1-İyi niyetli şahısların amatörce yönettiği, yanlış kararlar alarak enflasyonun çok üzerinde artırımlar yapmak zorunda kalan siteler. 2-Profesyonel tesis idare şirketlerinden danışmanlık hizmeti alarak idaresi site sakinlerinin yaptığı siteler. 3-Kötü niyetli şahısların çöktüğü siteler.
Hangi cins idareler tercih edilmeli?
Şüphesiz site sakinlerinin ortak çıkarlarını koruyacak tahliller üretenler tercih edilmeli. Genelde maddi durumu yeterli olanların aidat artışlarına itirazı olmaz iken, o siteden konut alabilmiş lakin bugün sabit aylığıyla geçinmeye çalışan sabit gelirliler, zamlanan aidatları ödeyemediği için site huzuru da bozuluyor. Yeterli bir site idaresi, sakinlerini “aidat göçüne” zorlamayacak tahlil üretebilendir.
SABİT GELİRLİLER, SİTELERDEN KOVULACAK MI?
Kira artışını sınırlayan hükümet, sitelerdeki fahiş aidatlar yüzünden göçe zorlanan emekli ve maaşlılar için tahlil getirebilecek mi? Talepler bu yönde… Site idareleri; “masraf kalemleri ortada, yapacak bir şey yok” derken, sabit gelirliler de “maaş artışından çok aidat artışı olmasın” uyarısındalar.
Peki, tahlil nedir? Aslında tahlil; sitelerin masraf kalemlerini azaltmaları… Havuzlu sitenin su sarfiyatı, aydınlatma harcaması, ortak yerlerin güç tüketimi, dışarıdan alınan hizmetlerin azaltılması ve komşuluk hakkının gözetilmesi…
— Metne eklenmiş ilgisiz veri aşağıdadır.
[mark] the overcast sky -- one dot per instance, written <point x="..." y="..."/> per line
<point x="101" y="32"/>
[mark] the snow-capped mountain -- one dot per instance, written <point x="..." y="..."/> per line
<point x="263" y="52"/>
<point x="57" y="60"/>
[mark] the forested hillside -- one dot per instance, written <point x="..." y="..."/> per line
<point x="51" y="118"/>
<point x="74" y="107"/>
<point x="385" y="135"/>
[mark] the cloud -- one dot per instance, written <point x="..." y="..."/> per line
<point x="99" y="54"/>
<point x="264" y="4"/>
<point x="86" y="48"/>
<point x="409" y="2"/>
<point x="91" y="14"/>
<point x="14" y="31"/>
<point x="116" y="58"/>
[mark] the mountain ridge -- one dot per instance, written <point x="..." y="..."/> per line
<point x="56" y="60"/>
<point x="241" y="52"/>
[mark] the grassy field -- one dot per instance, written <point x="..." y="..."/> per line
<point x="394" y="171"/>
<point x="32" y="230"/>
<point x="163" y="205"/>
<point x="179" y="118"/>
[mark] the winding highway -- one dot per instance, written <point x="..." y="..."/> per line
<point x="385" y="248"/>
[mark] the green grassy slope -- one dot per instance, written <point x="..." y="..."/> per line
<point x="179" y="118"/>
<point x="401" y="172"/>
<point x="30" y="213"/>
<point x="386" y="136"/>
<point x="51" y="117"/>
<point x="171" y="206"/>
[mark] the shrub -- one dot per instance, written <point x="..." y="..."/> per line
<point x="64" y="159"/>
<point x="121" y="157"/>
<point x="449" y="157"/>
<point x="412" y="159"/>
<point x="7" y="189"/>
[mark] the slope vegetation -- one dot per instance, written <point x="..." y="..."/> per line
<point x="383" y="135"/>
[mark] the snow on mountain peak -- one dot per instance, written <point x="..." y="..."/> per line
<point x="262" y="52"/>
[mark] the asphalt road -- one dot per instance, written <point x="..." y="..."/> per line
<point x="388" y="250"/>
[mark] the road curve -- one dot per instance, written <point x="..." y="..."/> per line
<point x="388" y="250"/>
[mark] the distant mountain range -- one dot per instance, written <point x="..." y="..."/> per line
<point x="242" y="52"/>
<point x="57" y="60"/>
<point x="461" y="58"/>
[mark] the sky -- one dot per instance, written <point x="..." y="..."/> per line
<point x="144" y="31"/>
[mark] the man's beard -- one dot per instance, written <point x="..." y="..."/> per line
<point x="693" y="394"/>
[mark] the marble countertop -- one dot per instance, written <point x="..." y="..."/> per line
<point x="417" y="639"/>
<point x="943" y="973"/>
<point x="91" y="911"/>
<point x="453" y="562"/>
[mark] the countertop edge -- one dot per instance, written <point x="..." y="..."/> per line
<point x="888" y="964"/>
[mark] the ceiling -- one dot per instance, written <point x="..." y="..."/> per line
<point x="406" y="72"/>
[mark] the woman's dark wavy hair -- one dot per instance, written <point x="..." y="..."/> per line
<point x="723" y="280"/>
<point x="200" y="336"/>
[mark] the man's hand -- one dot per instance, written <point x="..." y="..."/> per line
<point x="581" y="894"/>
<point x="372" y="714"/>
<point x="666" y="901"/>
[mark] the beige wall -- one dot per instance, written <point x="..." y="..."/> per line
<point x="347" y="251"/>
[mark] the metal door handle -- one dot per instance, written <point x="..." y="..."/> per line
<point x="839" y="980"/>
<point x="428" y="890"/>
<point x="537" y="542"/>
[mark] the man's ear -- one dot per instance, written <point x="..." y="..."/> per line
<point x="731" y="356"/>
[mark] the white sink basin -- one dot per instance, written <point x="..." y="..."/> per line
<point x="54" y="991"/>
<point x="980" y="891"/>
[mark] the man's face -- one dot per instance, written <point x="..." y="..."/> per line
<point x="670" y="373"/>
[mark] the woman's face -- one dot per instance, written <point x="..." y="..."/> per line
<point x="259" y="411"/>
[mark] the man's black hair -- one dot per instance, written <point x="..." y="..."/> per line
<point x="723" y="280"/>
Kooperatiflerin kurduğu sitelerin kuruluşunda genelde; “dar gelirliler başlatır ama zenginler” bitirirdi. Artık misal olgu, enflasyondan katlarca fazla aidatlarda yaşanıyor.
Bazı siteler; “aidatı ödeyemiyorsan sat, git” kolaycılığında iken kimileri da sabit gelirli komşuları için dayanak yahut devlet tahlili arayışında…
Unutulmasın ki sitenin işvereni, burada yaşayanlardır ve hali vakti yerinde olanlar ödeyebiliyor diye dar gelirli yahut emeklileri siteden taşınmaya zorlamak, enflasyonun bozduğu ahlakın tezahürüdür. Aidat zulmü, “komşusu açken uyuyan bizden değildir” düsturunu aklımıza, vicdanımıza getirmelidir.